Afortunadamente, Hija va de vestidito. Tengo que seguir sonriendo, no dejar traslucir na-da-de-na-da, agradecer con humildad y buenas maneras para que La Psicóloga no le hable a Elizabeth y le diga: saca inmediatamente a esa criatura de tu comunidad, es un futuro anarquista. Debo trabajar, necesito que las criaturas vayan a esa escuela porque intento que su educación transcurra en un lugar en donde les deformen la mente lo menos posible, en donde lxs maestrxs sean aceptablemente prejuiciosos. Es de primera importancia que lxs hijxs acudan al mismo sitio para no tener que perderme en llevadas y traídas dando vueltas a la ciudad.

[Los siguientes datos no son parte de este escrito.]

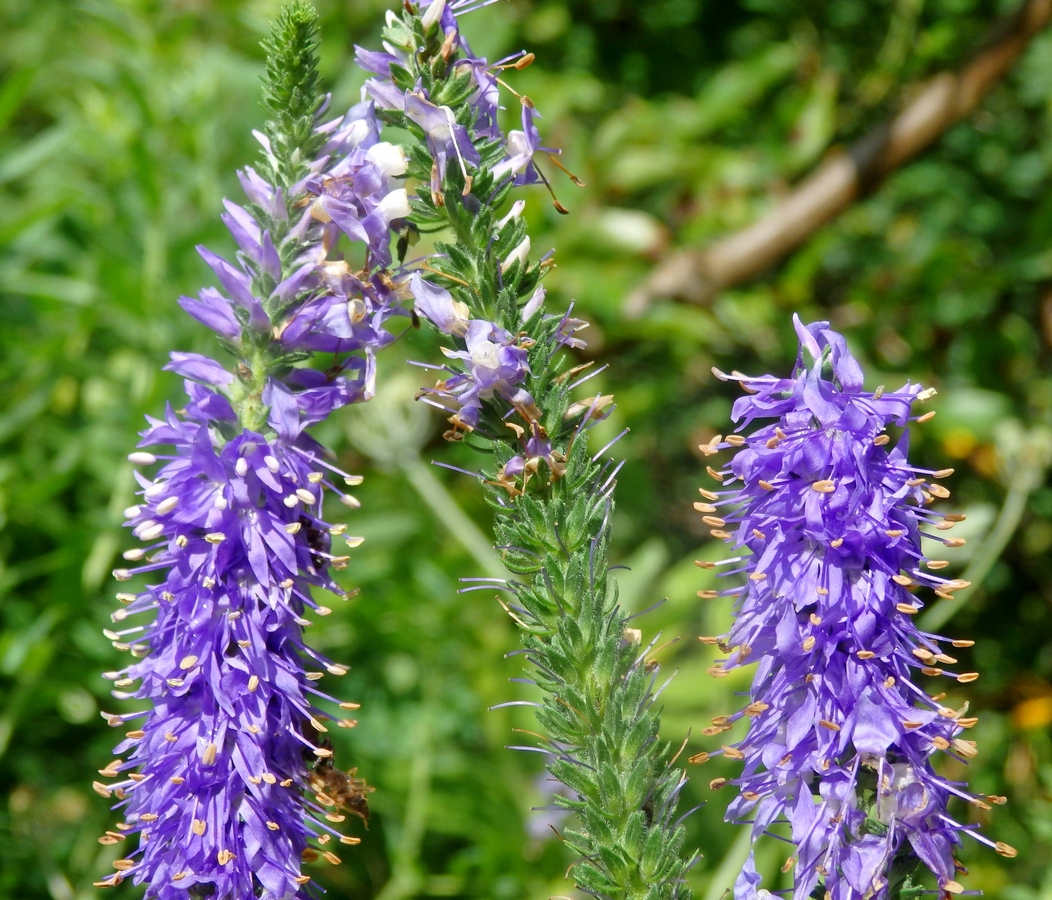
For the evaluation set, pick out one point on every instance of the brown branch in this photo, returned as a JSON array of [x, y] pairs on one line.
[[698, 274]]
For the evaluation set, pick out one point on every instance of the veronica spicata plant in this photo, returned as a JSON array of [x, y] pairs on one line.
[[228, 778], [826, 516], [508, 384]]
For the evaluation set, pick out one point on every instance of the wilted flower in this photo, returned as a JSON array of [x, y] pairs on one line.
[[829, 514]]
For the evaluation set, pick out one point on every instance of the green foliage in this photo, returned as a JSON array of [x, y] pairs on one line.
[[291, 94], [121, 126]]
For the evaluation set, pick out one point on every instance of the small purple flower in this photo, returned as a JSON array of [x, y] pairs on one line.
[[826, 516], [235, 530], [494, 364]]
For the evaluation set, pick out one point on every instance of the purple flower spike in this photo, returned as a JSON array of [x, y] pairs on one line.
[[826, 516], [223, 756]]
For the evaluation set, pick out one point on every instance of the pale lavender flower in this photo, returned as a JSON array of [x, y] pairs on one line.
[[826, 516], [233, 526]]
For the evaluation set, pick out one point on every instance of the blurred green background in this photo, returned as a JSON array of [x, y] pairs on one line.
[[121, 125]]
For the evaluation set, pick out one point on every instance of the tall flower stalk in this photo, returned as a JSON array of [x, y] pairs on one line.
[[826, 516], [508, 384], [227, 777]]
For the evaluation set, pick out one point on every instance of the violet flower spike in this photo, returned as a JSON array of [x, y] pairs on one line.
[[220, 772], [826, 516]]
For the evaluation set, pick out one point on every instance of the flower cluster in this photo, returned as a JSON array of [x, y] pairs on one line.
[[301, 295], [494, 363], [218, 798], [828, 515], [221, 770]]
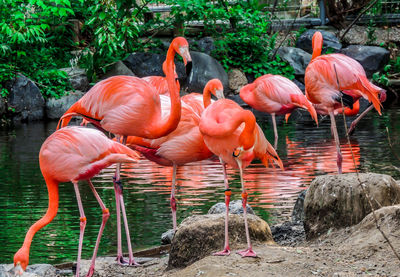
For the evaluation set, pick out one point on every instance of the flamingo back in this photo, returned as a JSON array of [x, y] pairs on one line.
[[72, 153]]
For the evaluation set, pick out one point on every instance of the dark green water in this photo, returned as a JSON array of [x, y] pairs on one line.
[[306, 151]]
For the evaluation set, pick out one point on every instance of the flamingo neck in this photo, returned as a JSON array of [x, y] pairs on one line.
[[167, 126], [221, 130], [317, 42], [22, 256]]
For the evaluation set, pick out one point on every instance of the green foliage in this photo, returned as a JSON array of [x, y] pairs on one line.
[[241, 32], [393, 67], [25, 37]]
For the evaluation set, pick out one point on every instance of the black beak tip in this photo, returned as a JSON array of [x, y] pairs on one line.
[[188, 68]]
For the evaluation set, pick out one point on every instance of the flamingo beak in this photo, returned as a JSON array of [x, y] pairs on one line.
[[220, 94]]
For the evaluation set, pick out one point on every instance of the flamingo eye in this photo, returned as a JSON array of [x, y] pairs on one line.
[[236, 153]]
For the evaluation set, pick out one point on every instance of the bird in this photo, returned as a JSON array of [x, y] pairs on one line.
[[72, 154], [232, 134], [335, 80], [276, 95], [185, 144], [130, 106]]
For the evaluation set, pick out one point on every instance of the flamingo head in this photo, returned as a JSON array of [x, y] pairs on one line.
[[21, 261], [216, 88], [181, 46]]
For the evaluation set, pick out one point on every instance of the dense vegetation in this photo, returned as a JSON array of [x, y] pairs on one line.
[[38, 37]]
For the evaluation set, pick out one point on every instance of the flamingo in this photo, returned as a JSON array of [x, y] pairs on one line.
[[130, 106], [72, 154], [334, 79], [232, 134], [185, 144], [276, 94]]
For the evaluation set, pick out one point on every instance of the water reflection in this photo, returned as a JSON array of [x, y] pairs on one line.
[[306, 151]]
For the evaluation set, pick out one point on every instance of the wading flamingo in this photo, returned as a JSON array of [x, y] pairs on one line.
[[334, 79], [72, 154], [130, 106], [185, 144], [276, 95], [232, 133]]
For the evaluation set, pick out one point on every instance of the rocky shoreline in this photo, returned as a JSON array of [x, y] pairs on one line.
[[340, 238]]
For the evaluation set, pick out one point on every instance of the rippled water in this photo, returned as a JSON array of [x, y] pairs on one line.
[[306, 151]]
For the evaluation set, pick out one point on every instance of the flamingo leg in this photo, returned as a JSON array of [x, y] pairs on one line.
[[354, 123], [228, 193], [336, 137], [249, 251], [106, 215], [82, 227], [121, 207], [173, 200], [275, 130]]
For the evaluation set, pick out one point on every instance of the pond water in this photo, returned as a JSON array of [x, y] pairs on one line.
[[306, 151]]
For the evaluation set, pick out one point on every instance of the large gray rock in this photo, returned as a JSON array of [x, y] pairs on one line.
[[296, 57], [204, 68], [201, 235], [55, 108], [235, 207], [237, 79], [298, 209], [117, 68], [335, 201], [330, 41], [77, 77], [372, 58], [205, 45], [25, 99]]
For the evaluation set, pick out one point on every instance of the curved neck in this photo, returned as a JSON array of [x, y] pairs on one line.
[[52, 188], [206, 96], [167, 126], [246, 138], [317, 42]]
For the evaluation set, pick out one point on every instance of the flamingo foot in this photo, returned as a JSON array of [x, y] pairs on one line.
[[247, 253], [90, 272], [224, 252]]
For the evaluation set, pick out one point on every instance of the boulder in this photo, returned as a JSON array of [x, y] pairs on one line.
[[25, 99], [236, 79], [201, 235], [298, 209], [235, 207], [77, 77], [204, 68], [372, 58], [55, 108], [336, 201], [296, 57], [166, 237], [117, 68], [330, 41]]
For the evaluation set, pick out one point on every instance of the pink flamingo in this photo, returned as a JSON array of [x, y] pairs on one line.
[[70, 155], [232, 133], [276, 94], [130, 106], [334, 79], [185, 144]]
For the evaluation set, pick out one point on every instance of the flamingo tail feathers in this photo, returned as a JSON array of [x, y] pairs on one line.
[[301, 101]]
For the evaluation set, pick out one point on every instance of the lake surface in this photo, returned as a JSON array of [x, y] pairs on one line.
[[306, 151]]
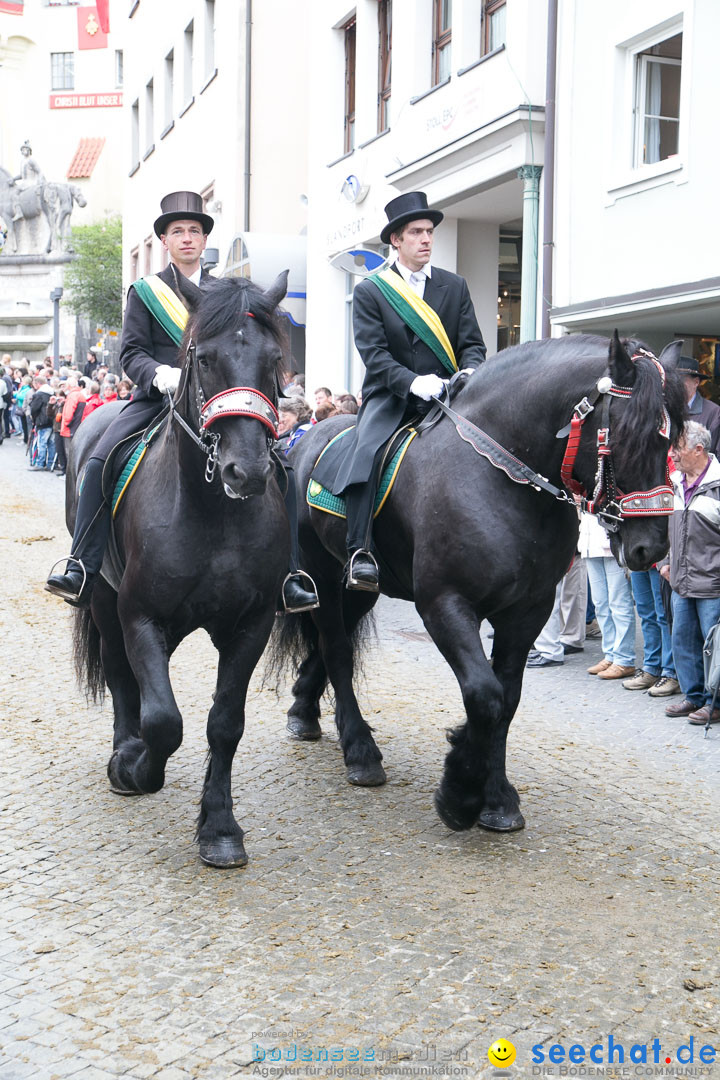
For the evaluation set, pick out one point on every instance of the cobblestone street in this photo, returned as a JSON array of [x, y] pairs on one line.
[[361, 920]]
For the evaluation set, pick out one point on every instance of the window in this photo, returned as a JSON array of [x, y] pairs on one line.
[[149, 115], [349, 143], [657, 102], [170, 85], [442, 40], [135, 134], [209, 38], [493, 25], [148, 255], [62, 70], [384, 62], [187, 86]]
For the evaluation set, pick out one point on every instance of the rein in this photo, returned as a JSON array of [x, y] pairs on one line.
[[607, 503], [235, 401]]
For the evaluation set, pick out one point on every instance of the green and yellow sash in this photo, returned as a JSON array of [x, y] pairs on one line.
[[417, 314], [164, 305]]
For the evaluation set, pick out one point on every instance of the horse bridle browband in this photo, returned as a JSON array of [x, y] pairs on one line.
[[235, 401], [608, 504]]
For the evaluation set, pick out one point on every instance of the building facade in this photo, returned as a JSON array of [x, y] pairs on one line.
[[636, 237], [439, 96]]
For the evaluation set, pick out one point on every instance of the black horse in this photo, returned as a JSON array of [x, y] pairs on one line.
[[197, 553], [465, 542]]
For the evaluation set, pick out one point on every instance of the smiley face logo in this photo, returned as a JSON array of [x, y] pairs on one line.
[[501, 1053]]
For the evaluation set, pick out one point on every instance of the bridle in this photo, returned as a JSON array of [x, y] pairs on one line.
[[610, 505], [235, 401]]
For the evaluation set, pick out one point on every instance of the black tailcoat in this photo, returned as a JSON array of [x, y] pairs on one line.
[[144, 346], [393, 355]]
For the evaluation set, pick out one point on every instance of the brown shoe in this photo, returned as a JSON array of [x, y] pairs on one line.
[[683, 707], [616, 671], [602, 665], [702, 716], [665, 687], [641, 680]]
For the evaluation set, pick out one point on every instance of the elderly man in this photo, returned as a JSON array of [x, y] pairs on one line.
[[415, 325], [700, 408], [694, 567]]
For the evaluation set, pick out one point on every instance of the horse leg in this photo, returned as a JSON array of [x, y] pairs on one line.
[[138, 765], [303, 715], [219, 836], [337, 618], [474, 787], [116, 665]]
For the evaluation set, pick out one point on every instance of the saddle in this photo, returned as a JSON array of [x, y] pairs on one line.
[[395, 449]]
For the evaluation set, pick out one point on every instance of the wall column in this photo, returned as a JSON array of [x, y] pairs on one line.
[[530, 177]]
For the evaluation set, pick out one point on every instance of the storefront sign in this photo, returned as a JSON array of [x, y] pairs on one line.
[[85, 100]]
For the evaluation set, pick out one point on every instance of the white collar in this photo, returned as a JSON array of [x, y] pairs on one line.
[[428, 270]]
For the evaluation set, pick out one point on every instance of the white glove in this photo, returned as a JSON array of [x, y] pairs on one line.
[[166, 378], [426, 387]]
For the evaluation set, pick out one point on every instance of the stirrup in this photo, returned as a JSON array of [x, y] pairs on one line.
[[58, 592], [354, 582], [313, 589]]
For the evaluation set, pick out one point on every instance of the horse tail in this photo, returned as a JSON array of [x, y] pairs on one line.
[[86, 655], [295, 637]]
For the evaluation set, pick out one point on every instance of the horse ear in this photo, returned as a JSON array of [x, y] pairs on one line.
[[279, 288], [191, 294], [670, 354], [622, 367]]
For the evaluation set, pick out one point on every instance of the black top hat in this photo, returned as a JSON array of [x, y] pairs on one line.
[[688, 365], [408, 207], [182, 206]]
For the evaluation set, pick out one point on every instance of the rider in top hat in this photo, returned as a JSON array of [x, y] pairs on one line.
[[413, 325], [148, 354], [700, 408]]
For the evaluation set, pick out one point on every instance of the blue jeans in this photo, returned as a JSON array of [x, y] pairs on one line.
[[692, 619], [613, 609], [656, 640], [44, 458]]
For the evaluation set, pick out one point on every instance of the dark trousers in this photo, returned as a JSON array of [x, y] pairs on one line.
[[360, 507]]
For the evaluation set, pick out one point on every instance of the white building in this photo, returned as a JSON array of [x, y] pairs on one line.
[[457, 111], [216, 103], [60, 92], [636, 234]]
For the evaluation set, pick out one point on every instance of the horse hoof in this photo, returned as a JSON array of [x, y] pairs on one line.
[[225, 854], [367, 775], [448, 817], [304, 730], [496, 821], [118, 783]]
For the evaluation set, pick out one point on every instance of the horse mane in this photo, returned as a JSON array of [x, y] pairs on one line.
[[227, 304]]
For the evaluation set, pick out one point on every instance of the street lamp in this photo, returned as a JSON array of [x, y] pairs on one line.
[[55, 297]]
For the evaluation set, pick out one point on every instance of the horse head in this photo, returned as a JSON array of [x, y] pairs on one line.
[[642, 414], [233, 348]]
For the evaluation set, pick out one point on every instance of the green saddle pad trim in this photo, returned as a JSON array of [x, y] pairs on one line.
[[322, 499], [131, 468]]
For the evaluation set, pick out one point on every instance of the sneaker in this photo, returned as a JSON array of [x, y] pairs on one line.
[[665, 687], [641, 680], [596, 669], [616, 671]]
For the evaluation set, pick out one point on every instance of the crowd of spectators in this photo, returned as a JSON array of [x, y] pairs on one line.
[[45, 406]]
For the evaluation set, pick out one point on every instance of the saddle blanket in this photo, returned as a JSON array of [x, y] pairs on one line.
[[320, 498]]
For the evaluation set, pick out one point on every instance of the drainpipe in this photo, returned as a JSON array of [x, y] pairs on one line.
[[548, 183], [530, 177], [248, 98]]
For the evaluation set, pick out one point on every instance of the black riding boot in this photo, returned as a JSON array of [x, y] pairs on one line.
[[299, 592], [90, 540], [362, 569]]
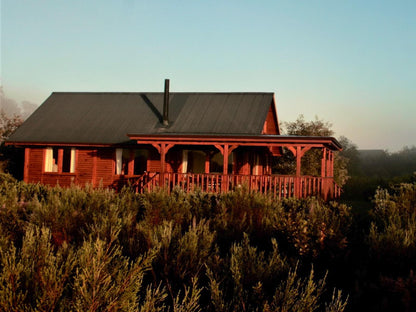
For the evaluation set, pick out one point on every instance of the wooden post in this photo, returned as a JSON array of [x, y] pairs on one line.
[[162, 164], [26, 167], [94, 168], [207, 162], [130, 166], [324, 173], [60, 159]]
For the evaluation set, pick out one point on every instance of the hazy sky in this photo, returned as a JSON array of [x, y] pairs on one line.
[[351, 63]]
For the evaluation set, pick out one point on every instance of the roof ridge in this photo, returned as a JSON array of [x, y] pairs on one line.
[[155, 92]]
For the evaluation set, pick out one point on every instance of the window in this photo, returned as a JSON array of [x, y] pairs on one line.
[[129, 162], [51, 159], [122, 161], [55, 156]]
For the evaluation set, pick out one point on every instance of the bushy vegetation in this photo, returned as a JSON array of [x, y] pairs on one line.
[[95, 250]]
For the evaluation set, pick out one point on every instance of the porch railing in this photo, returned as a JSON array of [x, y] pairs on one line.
[[279, 186]]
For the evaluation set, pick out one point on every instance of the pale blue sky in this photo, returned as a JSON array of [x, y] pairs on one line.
[[352, 63]]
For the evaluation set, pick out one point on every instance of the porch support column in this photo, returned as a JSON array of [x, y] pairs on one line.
[[225, 150], [162, 148], [207, 162], [298, 152], [323, 163], [26, 166], [60, 159], [325, 171]]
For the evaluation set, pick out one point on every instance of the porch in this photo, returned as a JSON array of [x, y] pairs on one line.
[[246, 162], [278, 186]]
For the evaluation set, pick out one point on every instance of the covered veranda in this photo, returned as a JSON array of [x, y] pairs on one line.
[[263, 180]]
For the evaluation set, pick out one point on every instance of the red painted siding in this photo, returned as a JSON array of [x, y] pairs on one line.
[[270, 125], [84, 166], [35, 166]]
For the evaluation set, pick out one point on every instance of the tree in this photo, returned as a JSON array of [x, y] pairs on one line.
[[311, 161], [10, 157]]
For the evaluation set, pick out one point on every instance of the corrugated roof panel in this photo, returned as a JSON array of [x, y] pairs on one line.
[[109, 117]]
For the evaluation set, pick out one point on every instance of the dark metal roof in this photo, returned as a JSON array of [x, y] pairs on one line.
[[107, 118]]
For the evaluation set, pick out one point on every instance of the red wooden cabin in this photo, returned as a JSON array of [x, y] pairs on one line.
[[211, 141]]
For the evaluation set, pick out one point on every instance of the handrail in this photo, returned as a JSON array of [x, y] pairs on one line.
[[280, 186]]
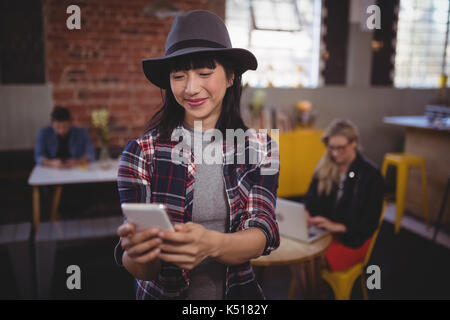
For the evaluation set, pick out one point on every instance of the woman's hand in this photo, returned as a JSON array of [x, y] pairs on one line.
[[324, 223], [308, 218], [189, 245], [141, 247]]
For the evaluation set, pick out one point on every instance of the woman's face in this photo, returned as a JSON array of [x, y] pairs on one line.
[[200, 92], [341, 149]]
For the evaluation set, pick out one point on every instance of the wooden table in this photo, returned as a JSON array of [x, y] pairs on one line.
[[44, 176], [305, 260]]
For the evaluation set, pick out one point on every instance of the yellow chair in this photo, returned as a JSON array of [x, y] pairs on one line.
[[403, 162], [341, 282], [300, 151]]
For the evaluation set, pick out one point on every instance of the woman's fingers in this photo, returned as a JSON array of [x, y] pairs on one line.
[[125, 229], [147, 257], [177, 258], [142, 248], [174, 236]]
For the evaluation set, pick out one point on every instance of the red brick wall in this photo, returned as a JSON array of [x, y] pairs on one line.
[[100, 64]]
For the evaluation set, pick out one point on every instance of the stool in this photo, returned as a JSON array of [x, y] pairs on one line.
[[403, 162]]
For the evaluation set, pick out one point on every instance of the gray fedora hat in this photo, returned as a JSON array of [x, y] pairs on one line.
[[196, 31]]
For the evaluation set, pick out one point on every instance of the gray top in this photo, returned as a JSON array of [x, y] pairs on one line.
[[210, 209]]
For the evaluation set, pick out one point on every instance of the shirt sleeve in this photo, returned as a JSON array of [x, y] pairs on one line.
[[361, 226], [133, 181], [39, 148], [89, 150], [312, 200], [260, 211]]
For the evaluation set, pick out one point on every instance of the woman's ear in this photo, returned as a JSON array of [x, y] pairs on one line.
[[230, 81]]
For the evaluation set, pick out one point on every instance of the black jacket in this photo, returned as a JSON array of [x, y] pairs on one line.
[[360, 206]]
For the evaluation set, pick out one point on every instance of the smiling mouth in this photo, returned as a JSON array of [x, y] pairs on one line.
[[195, 102]]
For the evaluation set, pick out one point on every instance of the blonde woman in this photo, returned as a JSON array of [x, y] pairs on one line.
[[345, 196]]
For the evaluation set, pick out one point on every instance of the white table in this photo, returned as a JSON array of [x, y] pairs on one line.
[[96, 172]]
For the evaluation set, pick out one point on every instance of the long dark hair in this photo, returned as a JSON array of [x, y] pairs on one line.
[[171, 114]]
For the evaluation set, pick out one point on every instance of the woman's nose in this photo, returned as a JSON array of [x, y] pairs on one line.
[[192, 85]]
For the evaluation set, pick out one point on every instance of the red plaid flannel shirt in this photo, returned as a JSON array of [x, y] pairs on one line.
[[147, 173]]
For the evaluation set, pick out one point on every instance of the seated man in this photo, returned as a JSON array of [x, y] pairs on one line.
[[62, 145], [345, 196]]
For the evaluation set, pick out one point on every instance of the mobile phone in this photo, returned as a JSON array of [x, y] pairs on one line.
[[146, 215]]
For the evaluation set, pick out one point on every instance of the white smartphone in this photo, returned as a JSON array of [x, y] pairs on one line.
[[146, 215]]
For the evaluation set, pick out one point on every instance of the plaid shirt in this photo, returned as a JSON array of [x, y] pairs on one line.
[[147, 173]]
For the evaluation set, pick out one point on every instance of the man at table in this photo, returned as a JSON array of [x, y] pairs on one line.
[[345, 196], [62, 145]]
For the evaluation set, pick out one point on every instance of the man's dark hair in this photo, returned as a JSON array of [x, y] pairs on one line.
[[60, 114]]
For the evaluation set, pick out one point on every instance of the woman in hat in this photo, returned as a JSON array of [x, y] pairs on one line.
[[223, 212], [345, 196]]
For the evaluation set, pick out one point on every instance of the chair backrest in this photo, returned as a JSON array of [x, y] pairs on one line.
[[375, 235]]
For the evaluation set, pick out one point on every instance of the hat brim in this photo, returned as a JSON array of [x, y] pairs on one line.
[[156, 69]]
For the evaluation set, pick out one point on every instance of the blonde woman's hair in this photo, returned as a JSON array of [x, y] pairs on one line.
[[327, 171]]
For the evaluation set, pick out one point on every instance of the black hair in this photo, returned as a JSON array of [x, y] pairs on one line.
[[171, 114], [60, 114]]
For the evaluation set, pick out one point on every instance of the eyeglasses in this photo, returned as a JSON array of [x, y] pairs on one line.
[[338, 148]]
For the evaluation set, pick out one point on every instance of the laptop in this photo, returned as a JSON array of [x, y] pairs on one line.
[[291, 218]]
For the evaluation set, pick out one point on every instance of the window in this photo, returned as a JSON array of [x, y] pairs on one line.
[[421, 33], [284, 35]]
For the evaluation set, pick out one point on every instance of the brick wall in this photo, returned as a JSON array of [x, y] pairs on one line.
[[100, 65]]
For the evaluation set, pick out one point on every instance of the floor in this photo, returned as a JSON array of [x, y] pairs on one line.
[[412, 267]]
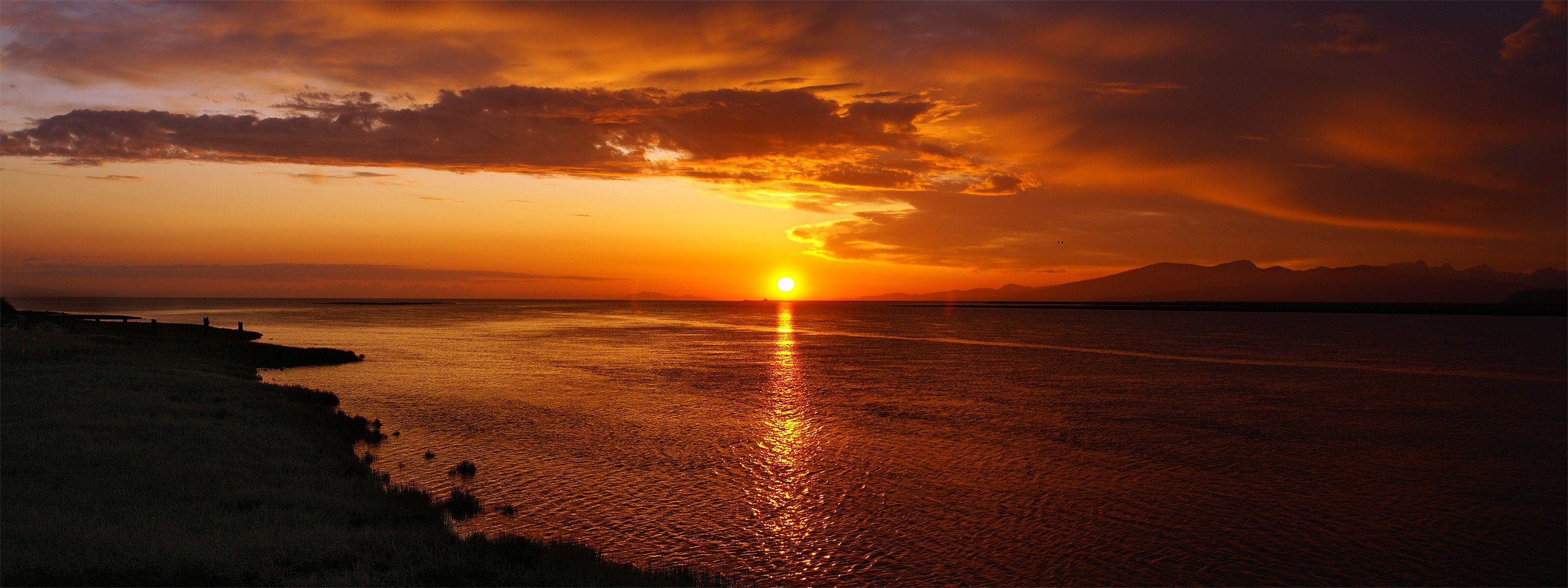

Copio las costumbres de la gente bonita. Respondo: “Ay, tú crees, sí, claro, qué buena idea, haré lo posible, hasta luego, qué gusto haber hablado contigo”. Cuando dejamos a La Psicóloga, le suplico a Hijo que no vuelva a hacer una de las suyas porque no quiero tener que pasar otra vez por una humillación así. No entiende nada. Durante todo el trayecto de regreso, tengo taquicardia y ganas de llorar.
Entramos lxs tres a casa, a nuestros cuartos con muebles hechos con mis manos de uñas cortas y sin pintar. Me hago el propósito de comprarme otro overol y un juego de brocas para madera.